In order to ensure the legality of the calibration work, if the calibration personnel want to adopt the calibration method of combining 100% and 120% rated primary current calibration points into the actual maximum primary current point, they must apply to the superior metrology administrative department for approval in advance.

The calibration object of JIG 1021-2007 is working measuring instruments.

The calibrated transformers are not used for value transfer.

Only qualified and unqualified conclusions are required.

Therefore, data rounding is not necessary for power transformers.

In order to save the workload of calibration and improve efficiency, JJG1021-2007 does not require data rounding.
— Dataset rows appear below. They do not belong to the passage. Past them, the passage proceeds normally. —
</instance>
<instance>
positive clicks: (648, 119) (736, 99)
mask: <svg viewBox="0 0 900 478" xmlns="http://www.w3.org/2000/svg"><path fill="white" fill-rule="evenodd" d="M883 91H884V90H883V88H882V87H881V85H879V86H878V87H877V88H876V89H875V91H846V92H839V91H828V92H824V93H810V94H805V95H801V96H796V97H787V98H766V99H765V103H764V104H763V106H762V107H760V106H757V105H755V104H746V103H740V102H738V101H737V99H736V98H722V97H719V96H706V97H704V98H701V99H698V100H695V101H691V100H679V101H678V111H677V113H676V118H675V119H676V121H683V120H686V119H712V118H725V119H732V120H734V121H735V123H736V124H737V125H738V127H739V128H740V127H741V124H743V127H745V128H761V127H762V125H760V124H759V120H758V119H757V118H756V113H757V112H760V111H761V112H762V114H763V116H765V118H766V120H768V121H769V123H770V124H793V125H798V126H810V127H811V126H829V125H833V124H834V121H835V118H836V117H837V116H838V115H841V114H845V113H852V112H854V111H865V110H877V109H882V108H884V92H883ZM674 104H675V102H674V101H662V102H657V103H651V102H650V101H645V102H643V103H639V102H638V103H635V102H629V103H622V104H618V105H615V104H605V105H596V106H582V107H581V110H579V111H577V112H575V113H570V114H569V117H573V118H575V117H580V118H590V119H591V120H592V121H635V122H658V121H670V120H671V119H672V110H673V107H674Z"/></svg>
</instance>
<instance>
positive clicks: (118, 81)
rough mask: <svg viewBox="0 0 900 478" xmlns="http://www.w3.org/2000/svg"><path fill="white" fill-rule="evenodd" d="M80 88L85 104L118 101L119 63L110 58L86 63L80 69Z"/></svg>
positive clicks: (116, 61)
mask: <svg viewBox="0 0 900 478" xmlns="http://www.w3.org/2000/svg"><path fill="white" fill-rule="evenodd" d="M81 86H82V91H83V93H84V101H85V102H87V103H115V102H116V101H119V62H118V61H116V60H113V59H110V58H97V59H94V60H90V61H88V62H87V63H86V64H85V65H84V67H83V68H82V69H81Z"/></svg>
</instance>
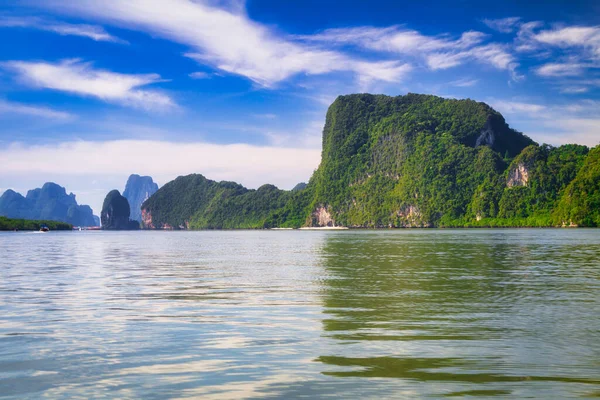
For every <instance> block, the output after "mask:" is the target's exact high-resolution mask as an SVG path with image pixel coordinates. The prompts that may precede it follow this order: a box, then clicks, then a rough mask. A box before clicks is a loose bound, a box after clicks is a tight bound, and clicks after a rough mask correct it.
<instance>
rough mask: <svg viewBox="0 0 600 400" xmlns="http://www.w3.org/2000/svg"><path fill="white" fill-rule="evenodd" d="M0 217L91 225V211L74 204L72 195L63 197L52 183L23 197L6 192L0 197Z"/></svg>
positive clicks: (94, 224) (59, 186)
mask: <svg viewBox="0 0 600 400" xmlns="http://www.w3.org/2000/svg"><path fill="white" fill-rule="evenodd" d="M0 215H3V216H6V217H9V218H23V219H36V220H51V221H62V222H66V223H69V224H72V225H74V226H95V225H96V223H95V220H94V215H93V213H92V209H91V208H90V207H89V206H86V205H78V204H77V201H76V199H75V195H74V194H73V193H69V194H67V192H66V190H65V188H64V187H62V186H59V185H57V184H56V183H52V182H48V183H45V184H44V186H42V187H41V188H37V189H33V190H30V191H28V192H27V196H26V197H23V196H22V195H21V194H19V193H16V192H15V191H13V190H7V191H6V192H4V194H3V195H2V197H0Z"/></svg>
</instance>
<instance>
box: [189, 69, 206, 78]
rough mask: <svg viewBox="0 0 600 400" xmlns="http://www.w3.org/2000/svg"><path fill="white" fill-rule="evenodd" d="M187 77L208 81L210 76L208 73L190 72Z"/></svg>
mask: <svg viewBox="0 0 600 400" xmlns="http://www.w3.org/2000/svg"><path fill="white" fill-rule="evenodd" d="M188 76H189V77H190V78H192V79H209V78H210V77H211V74H209V73H208V72H202V71H198V72H192V73H191V74H189V75H188Z"/></svg>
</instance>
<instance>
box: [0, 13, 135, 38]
mask: <svg viewBox="0 0 600 400" xmlns="http://www.w3.org/2000/svg"><path fill="white" fill-rule="evenodd" d="M0 27H1V28H31V29H38V30H42V31H47V32H54V33H56V34H59V35H63V36H81V37H86V38H89V39H92V40H95V41H97V42H115V43H127V42H126V41H124V40H122V39H119V38H117V37H115V36H113V35H111V34H109V33H108V32H106V31H105V30H104V28H102V27H101V26H97V25H87V24H68V23H64V22H54V21H51V20H46V19H43V18H38V17H15V16H0Z"/></svg>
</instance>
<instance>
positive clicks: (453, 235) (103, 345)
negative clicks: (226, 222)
mask: <svg viewBox="0 0 600 400" xmlns="http://www.w3.org/2000/svg"><path fill="white" fill-rule="evenodd" d="M0 243H1V244H2V246H0V257H1V258H2V260H3V264H4V266H3V267H2V268H0V397H3V398H39V397H42V396H46V397H50V398H71V397H74V396H81V397H102V396H106V397H120V398H141V397H143V398H165V397H169V398H186V397H197V396H203V397H208V398H210V397H215V398H252V397H285V398H293V397H300V396H308V397H315V396H319V397H327V396H331V397H335V396H337V397H341V398H350V397H359V396H360V397H367V398H373V397H382V396H383V397H390V396H395V397H412V398H418V397H433V398H435V397H444V396H450V397H451V398H460V397H461V396H462V397H467V396H480V397H494V396H497V397H503V396H504V397H508V398H522V397H534V398H566V397H586V396H599V395H600V378H599V377H600V362H599V361H598V360H600V304H599V303H600V291H599V290H598V289H600V267H599V266H598V262H597V260H598V256H599V255H600V231H597V230H458V231H444V230H402V231H345V232H298V231H291V232H288V231H279V232H272V231H271V232H269V231H230V232H126V233H117V232H112V233H110V232H83V233H51V234H47V235H34V234H28V233H18V234H14V233H7V234H1V235H0Z"/></svg>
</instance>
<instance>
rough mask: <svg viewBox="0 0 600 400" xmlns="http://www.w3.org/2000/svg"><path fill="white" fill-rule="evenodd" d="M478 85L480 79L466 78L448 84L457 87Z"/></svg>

In order to obtain the same calibration conclusion without data rounding, it is necessary to ensure the accuracy of data reading.

JJG1021-2007 stipulates the following for data reading: For transformers with accuracy levels of 0.1 and 0.2, the ratio difference read during inspection shall be retained to 0.001%, and the phase difference shall be retained to 0.01'.

For transformers with accuracy levels of 05 and 1, the ratio difference read during inspection shall be retained to 0.01%, and the phase difference shall be retained to 0.1.

Since calibrators with digital display of measurement results are now widely used, their resolution can reach a ratio difference of 0.001% and a phase difference of 0.01', so it is not a problem to read the above accuracy.

The influence of the read data on the accuracy verification results can be analyzed using a 0.1-level transformer as an example: the basic error limits of a 0.1-level transformer are 0.1% and 5.

During the inspection, the ratio difference read is retained to 0.001%, the phase difference is retained to 0.01, and the recorded data is refined to 1/10 of a rounded unit.

The probability that the verification result falls on the critical point between qualified and unqualified errors is smaller than the original rounding method, and the possibility of misjudgment is also reduced.

In terms of workload, using one more significant digit is simpler than performing data rounding and reduces the possibility of error.